Friday, June 3, 2016

Bringing out the client side hammer - The one thing you should learn about SharePoint search in 2016

image

SharePoint 2013 has been out for a good while now with SharePoint 2016 well on it’s way, and over the years there are some major flaws which has crystalized itself to me in SharePoint search - especially if you are working in SharePoint Online. So if you plan on learning just one thing about how SharePoint search work this year, this post is for you!

The top four flaws in my opinion are:

  • Best bets / promoted results via query rules
  • Synonym handling / Thesaurus
  • How query rules trigger
  • Remove custom noise words from the query

This post covers a client side solution to solve the last three points above, and I started this back in January based on a conversation with Thomas Mølbach at Microsoft about solving synonyms in SharePoint Online. I’ve had it linger for a while and finally Elio Struyf finished the code and pushed me to get it out there. The solution can be found at the the Github SPSCR project.

The gist of the code is that it hooks into the JavaScript page lifecycle of the search client side web parts, allowing you to intercept the query and modify it before it’s sent over to the server. Due to a lack of documentation it took a while to get this working, but now the sample code is out there for anyone to use and build upon. The only thing you have to remember is to set your search web parts to run in asynchronous mode. If not, the script will not inject itself on the first query, only subsequent ones performed on that same page. Which may or may not be an issue for you depending on what you want to accomplish.

Best bets

Basically it goes like this. Create a query rule for each best bet is tedious and hard to manage in a good way. The UI for it just not adequate. In my article Better Best Bets with Lists, I show an alternative way using SharePoint lists and one query rule.

Synonym handling

The procedure for adding synonyms is too cumbersome. For on-premises you create a CSV file which you then import using PowerShell, effectively blocking power users from performing the task. You either have to set up a scheduled task to do the import at intervals, or call your favorite IT pro with server access. Also, two-way synonyms require two rows in the CSV file. All in all, hard to maintain and manage for a person tasked with search administration.

The other option available is to use Query Rules to do a query expansion when certain words trigger. The issue with this solution, as for other query rules based functionality like best bets, is that:

  • If you write a “complex” query using operators (AND/OR/ANY/etc.) or quotes, then rules won’t fire.
  • If you want to expand more than one term using two query rules, that doesn’t work, as you can have only one query rewriting rule.
  • Managing more than 10-20 query rules using the current UI is just not feasible – the old 2010 UI worked a lot better.
  • Editing a two-way synonyms using a query rule requires you to trigger on both terms and re-write it into.

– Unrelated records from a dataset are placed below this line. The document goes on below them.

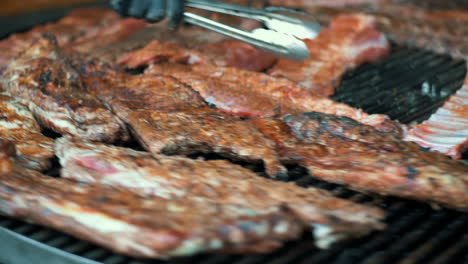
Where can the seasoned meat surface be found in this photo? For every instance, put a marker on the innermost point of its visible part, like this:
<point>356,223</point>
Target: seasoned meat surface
<point>136,226</point>
<point>219,182</point>
<point>18,125</point>
<point>340,150</point>
<point>446,130</point>
<point>232,53</point>
<point>44,80</point>
<point>250,94</point>
<point>80,23</point>
<point>349,41</point>
<point>168,117</point>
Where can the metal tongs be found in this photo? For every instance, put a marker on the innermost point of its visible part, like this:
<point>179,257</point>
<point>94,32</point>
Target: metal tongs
<point>282,38</point>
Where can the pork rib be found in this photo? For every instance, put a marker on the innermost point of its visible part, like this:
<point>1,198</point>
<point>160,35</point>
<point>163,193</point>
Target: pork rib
<point>18,125</point>
<point>212,181</point>
<point>167,116</point>
<point>349,41</point>
<point>251,94</point>
<point>79,23</point>
<point>232,53</point>
<point>46,82</point>
<point>340,150</point>
<point>446,130</point>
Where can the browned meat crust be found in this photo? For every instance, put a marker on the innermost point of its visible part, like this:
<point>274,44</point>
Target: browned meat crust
<point>350,40</point>
<point>167,116</point>
<point>78,24</point>
<point>232,53</point>
<point>340,150</point>
<point>212,181</point>
<point>438,26</point>
<point>158,227</point>
<point>251,94</point>
<point>46,82</point>
<point>18,125</point>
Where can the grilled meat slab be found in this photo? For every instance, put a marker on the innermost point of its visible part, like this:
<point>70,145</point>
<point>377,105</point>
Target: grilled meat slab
<point>213,181</point>
<point>44,80</point>
<point>350,40</point>
<point>340,150</point>
<point>446,130</point>
<point>78,24</point>
<point>437,28</point>
<point>250,94</point>
<point>232,53</point>
<point>167,116</point>
<point>18,125</point>
<point>136,226</point>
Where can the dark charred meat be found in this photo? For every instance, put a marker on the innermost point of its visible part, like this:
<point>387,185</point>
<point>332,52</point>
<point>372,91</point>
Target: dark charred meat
<point>350,40</point>
<point>446,130</point>
<point>340,150</point>
<point>250,94</point>
<point>46,82</point>
<point>155,227</point>
<point>167,116</point>
<point>78,24</point>
<point>217,182</point>
<point>18,125</point>
<point>232,53</point>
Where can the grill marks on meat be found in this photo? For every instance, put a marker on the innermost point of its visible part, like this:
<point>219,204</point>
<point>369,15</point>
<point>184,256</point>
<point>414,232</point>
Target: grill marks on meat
<point>446,130</point>
<point>349,41</point>
<point>225,53</point>
<point>250,94</point>
<point>18,125</point>
<point>132,225</point>
<point>340,150</point>
<point>168,117</point>
<point>214,182</point>
<point>44,80</point>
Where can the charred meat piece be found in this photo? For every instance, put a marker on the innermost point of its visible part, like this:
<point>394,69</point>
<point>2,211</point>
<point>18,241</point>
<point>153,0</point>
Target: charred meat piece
<point>78,24</point>
<point>144,227</point>
<point>446,130</point>
<point>250,94</point>
<point>232,53</point>
<point>349,41</point>
<point>218,182</point>
<point>340,150</point>
<point>113,33</point>
<point>18,125</point>
<point>44,80</point>
<point>167,116</point>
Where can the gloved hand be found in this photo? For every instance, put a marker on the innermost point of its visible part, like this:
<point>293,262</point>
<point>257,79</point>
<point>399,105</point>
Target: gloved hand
<point>151,10</point>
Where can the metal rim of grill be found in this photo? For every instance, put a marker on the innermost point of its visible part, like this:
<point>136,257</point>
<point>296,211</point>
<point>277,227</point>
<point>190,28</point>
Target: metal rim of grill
<point>409,85</point>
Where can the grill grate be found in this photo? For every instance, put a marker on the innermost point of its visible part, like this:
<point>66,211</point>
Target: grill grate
<point>408,85</point>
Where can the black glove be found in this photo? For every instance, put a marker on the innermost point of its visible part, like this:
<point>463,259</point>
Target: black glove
<point>151,10</point>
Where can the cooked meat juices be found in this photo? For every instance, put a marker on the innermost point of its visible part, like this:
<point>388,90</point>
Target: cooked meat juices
<point>167,116</point>
<point>133,225</point>
<point>349,41</point>
<point>18,125</point>
<point>219,182</point>
<point>46,82</point>
<point>340,150</point>
<point>250,94</point>
<point>232,53</point>
<point>446,130</point>
<point>78,24</point>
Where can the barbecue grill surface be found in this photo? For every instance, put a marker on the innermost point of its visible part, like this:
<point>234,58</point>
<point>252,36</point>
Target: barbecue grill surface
<point>409,86</point>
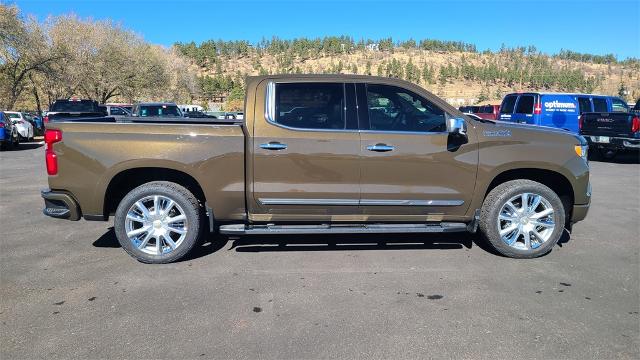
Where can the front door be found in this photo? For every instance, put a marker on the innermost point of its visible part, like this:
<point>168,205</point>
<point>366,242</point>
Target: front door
<point>411,170</point>
<point>306,153</point>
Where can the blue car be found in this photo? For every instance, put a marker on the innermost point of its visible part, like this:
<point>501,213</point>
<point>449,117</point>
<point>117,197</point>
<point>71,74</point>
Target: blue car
<point>9,138</point>
<point>556,110</point>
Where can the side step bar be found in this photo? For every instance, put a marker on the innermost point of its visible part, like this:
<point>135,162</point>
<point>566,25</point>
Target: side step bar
<point>242,229</point>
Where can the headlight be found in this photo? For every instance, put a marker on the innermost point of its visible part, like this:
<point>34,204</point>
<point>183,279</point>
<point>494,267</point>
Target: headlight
<point>582,150</point>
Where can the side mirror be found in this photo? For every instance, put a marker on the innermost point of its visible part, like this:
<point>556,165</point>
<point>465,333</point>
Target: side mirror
<point>456,126</point>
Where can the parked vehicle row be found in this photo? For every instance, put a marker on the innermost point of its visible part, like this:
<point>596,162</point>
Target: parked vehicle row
<point>556,110</point>
<point>489,112</point>
<point>9,137</point>
<point>319,154</point>
<point>610,132</point>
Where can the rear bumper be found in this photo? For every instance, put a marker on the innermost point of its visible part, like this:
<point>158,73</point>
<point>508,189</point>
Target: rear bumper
<point>619,143</point>
<point>60,205</point>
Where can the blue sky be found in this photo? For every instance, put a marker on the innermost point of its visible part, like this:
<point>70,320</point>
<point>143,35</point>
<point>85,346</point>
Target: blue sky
<point>597,27</point>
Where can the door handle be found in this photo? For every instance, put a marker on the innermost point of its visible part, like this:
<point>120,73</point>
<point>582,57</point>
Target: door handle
<point>273,146</point>
<point>380,147</point>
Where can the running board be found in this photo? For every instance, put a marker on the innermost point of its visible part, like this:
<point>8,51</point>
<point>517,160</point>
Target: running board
<point>242,229</point>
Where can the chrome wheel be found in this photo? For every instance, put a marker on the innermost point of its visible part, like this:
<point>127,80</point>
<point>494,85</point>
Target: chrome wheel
<point>156,225</point>
<point>526,221</point>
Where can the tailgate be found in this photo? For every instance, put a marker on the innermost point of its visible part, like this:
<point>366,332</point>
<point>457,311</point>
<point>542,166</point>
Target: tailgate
<point>606,124</point>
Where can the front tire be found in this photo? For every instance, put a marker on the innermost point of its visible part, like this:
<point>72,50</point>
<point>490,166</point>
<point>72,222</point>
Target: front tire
<point>522,219</point>
<point>158,222</point>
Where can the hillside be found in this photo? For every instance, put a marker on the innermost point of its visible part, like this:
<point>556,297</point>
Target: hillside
<point>454,71</point>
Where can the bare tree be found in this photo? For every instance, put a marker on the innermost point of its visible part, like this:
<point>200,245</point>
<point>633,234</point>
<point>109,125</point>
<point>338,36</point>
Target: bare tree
<point>23,50</point>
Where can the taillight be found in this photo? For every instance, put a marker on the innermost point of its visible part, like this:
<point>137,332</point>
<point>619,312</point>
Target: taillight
<point>580,120</point>
<point>635,124</point>
<point>51,137</point>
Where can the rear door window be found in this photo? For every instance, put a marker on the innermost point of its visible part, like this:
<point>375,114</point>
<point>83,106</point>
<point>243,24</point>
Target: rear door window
<point>600,105</point>
<point>508,104</point>
<point>310,105</point>
<point>617,105</point>
<point>525,104</point>
<point>584,104</point>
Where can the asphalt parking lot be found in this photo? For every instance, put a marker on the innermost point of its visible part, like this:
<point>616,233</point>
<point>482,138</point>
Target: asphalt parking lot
<point>69,291</point>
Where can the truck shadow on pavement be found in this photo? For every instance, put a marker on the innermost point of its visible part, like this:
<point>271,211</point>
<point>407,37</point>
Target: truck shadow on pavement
<point>333,242</point>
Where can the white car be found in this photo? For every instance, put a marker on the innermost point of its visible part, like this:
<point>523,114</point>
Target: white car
<point>22,124</point>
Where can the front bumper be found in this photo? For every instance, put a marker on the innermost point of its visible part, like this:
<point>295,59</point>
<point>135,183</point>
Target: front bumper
<point>60,205</point>
<point>618,143</point>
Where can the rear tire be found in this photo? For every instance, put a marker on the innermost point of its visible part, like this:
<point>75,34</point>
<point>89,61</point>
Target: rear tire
<point>519,231</point>
<point>158,222</point>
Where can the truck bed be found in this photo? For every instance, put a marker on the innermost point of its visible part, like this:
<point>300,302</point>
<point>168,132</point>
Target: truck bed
<point>93,156</point>
<point>145,120</point>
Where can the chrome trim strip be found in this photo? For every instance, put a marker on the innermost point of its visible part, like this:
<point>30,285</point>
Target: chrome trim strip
<point>355,202</point>
<point>270,105</point>
<point>241,229</point>
<point>327,202</point>
<point>372,202</point>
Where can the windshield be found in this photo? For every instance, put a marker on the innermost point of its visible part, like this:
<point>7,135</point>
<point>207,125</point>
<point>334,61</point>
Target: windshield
<point>160,110</point>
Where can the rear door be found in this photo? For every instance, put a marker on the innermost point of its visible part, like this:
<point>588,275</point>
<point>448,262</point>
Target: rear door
<point>410,169</point>
<point>305,152</point>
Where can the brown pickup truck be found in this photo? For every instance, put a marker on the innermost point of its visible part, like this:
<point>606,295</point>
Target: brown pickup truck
<point>320,154</point>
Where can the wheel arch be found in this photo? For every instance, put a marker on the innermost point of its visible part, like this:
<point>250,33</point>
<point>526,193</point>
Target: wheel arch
<point>555,180</point>
<point>128,179</point>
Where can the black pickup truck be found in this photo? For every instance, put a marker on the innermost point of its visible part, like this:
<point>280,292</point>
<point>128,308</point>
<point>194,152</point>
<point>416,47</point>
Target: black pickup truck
<point>74,109</point>
<point>611,132</point>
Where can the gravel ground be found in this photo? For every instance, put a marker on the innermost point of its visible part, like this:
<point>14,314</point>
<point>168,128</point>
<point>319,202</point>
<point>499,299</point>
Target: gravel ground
<point>69,291</point>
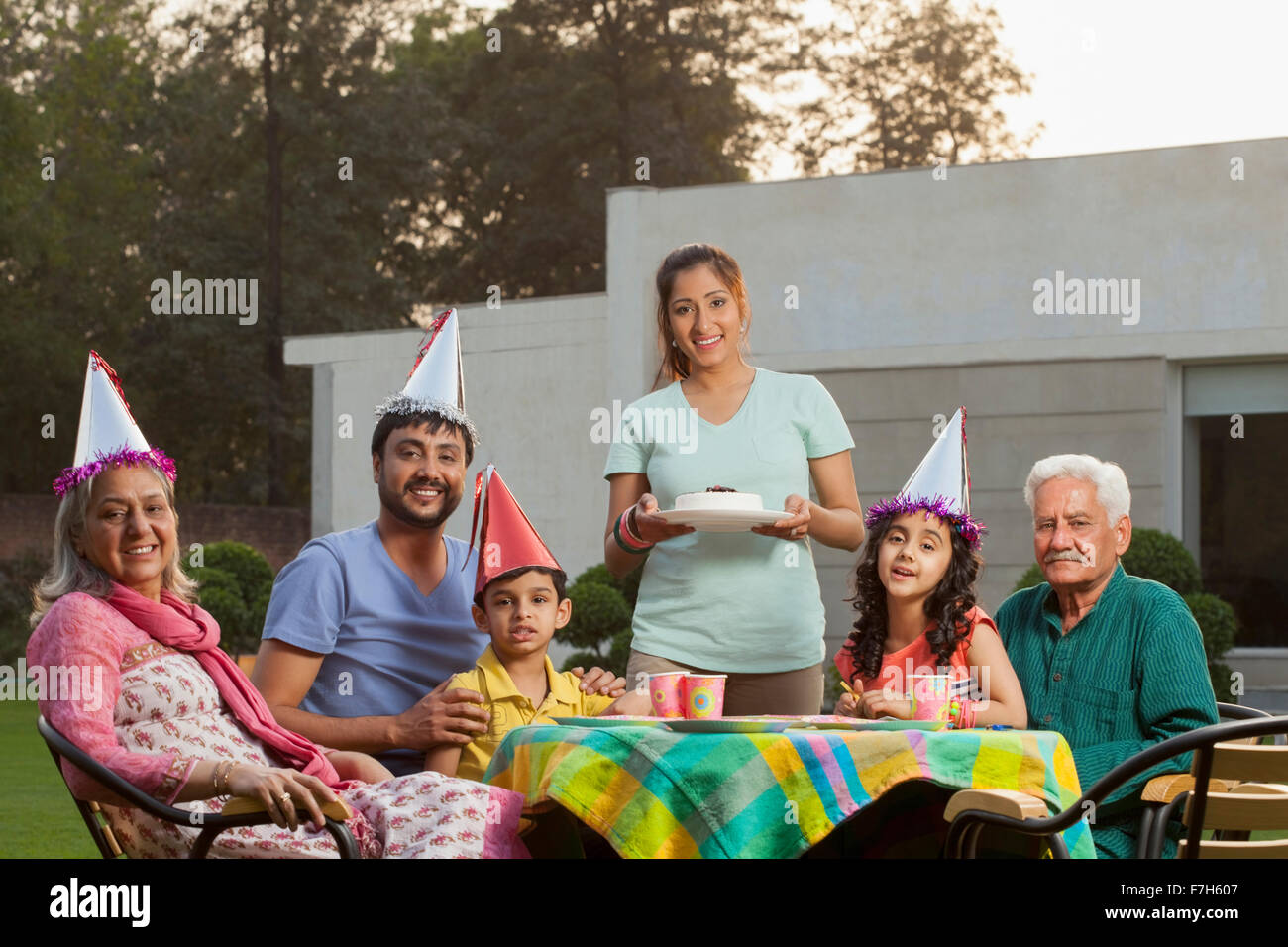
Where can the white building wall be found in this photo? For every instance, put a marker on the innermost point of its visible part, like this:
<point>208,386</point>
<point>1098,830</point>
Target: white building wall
<point>914,295</point>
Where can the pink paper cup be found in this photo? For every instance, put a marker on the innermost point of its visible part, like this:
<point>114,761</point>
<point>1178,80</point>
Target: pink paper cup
<point>666,692</point>
<point>703,694</point>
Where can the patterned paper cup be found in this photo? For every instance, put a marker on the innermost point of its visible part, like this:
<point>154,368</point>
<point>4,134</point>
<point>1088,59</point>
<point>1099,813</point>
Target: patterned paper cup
<point>931,693</point>
<point>666,690</point>
<point>703,694</point>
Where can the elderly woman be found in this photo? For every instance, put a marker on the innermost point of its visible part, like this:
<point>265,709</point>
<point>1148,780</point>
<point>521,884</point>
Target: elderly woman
<point>175,715</point>
<point>741,604</point>
<point>1113,661</point>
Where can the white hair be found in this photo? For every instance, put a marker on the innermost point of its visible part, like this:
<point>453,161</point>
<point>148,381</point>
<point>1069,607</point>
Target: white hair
<point>1107,476</point>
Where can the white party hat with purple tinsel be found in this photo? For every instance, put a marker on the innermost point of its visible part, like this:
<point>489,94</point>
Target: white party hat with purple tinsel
<point>108,433</point>
<point>939,486</point>
<point>436,384</point>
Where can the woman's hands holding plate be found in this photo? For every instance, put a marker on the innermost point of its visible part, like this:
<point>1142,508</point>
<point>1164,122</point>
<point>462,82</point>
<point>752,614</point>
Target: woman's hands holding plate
<point>651,527</point>
<point>795,526</point>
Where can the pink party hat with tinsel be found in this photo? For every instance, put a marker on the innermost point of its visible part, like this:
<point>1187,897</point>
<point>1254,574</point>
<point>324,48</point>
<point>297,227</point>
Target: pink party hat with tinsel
<point>507,540</point>
<point>108,433</point>
<point>939,486</point>
<point>436,382</point>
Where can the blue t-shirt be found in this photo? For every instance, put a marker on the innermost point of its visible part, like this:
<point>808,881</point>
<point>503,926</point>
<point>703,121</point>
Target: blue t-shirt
<point>734,602</point>
<point>385,643</point>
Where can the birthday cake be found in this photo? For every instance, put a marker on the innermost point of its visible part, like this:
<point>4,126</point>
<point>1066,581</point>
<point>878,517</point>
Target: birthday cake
<point>719,499</point>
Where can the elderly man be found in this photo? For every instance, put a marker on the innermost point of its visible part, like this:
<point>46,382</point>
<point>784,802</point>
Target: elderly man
<point>1112,661</point>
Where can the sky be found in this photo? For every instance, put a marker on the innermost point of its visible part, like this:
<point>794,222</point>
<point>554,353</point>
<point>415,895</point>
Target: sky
<point>1117,75</point>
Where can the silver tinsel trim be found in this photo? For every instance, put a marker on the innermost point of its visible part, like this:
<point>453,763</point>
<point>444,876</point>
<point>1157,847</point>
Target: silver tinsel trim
<point>406,405</point>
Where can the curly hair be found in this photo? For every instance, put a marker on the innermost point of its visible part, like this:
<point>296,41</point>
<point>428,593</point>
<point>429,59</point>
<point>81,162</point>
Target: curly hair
<point>947,604</point>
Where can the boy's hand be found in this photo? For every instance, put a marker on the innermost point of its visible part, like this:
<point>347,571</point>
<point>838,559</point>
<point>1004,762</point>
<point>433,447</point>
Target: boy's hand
<point>597,681</point>
<point>442,716</point>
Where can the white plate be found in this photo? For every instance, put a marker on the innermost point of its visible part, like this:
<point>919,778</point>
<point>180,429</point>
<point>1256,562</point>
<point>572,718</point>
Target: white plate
<point>722,521</point>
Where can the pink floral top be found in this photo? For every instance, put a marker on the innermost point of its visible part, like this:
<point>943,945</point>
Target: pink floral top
<point>146,711</point>
<point>150,712</point>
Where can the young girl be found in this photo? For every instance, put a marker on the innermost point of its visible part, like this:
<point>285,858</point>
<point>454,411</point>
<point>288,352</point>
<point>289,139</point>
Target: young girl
<point>914,592</point>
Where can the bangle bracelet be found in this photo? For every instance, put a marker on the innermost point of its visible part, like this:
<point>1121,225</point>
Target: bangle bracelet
<point>632,527</point>
<point>626,538</point>
<point>220,774</point>
<point>630,531</point>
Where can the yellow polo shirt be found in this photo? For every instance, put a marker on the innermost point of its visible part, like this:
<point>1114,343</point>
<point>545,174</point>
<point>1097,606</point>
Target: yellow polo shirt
<point>510,709</point>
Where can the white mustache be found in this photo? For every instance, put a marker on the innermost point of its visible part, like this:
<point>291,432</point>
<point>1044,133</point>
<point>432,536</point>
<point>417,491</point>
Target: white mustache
<point>1072,556</point>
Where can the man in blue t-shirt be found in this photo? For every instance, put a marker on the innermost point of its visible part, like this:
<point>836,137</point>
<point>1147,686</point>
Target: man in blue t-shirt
<point>366,626</point>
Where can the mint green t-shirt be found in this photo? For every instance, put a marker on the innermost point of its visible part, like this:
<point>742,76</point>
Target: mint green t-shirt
<point>730,602</point>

Custom query variables to the rescue

If you have ever configured a search web part, you know about query templates and query variables. The two most common ones you see are {SearchBoxQuery} and {searchTerms} which contains the query being passed in. I go over most of the other out of the box ones in my post on query variables.

A perhaps hidden gem is that you can create your own custom query variables. If you are on-premises MSDN even has a sample hidden in the User segmentation documentation, and I have some code on Codeplex which I used in my SPC12 session on people search and extensibility (available on Channel9). At SPC14 (available on Channel9) I did something similar, but this time using some hacky JavaScript.

After investing some more time on how the JavaScript object model work for search pages, I came up with a more generic piece of code which could easily be expanded to suit your exact need.

Using our Github, solution synonyms is now handled in a maintainable SharePoint list, and you can use the {SynonymQuery} query variable in your query template instead. A full list of the query variables can be found at the project page.

Also, by re-writing the query into a custom variable, you can still write query rules which trigger on the original search terms as long as they are non-complex. You could also add logic to remove complex query operators from the query and move them over to a query variable to make sure triggering always works.

Noise words

Getting hit highlighting on common words like any,are,as,at,be and also including them in the query itself can give poor recall and poor extracts. Our solution contains a list of noise words and you can edit this to suit your own needs. Potentially the solution could be re-built to include the noise words in a term set or in a SharePoint list instead.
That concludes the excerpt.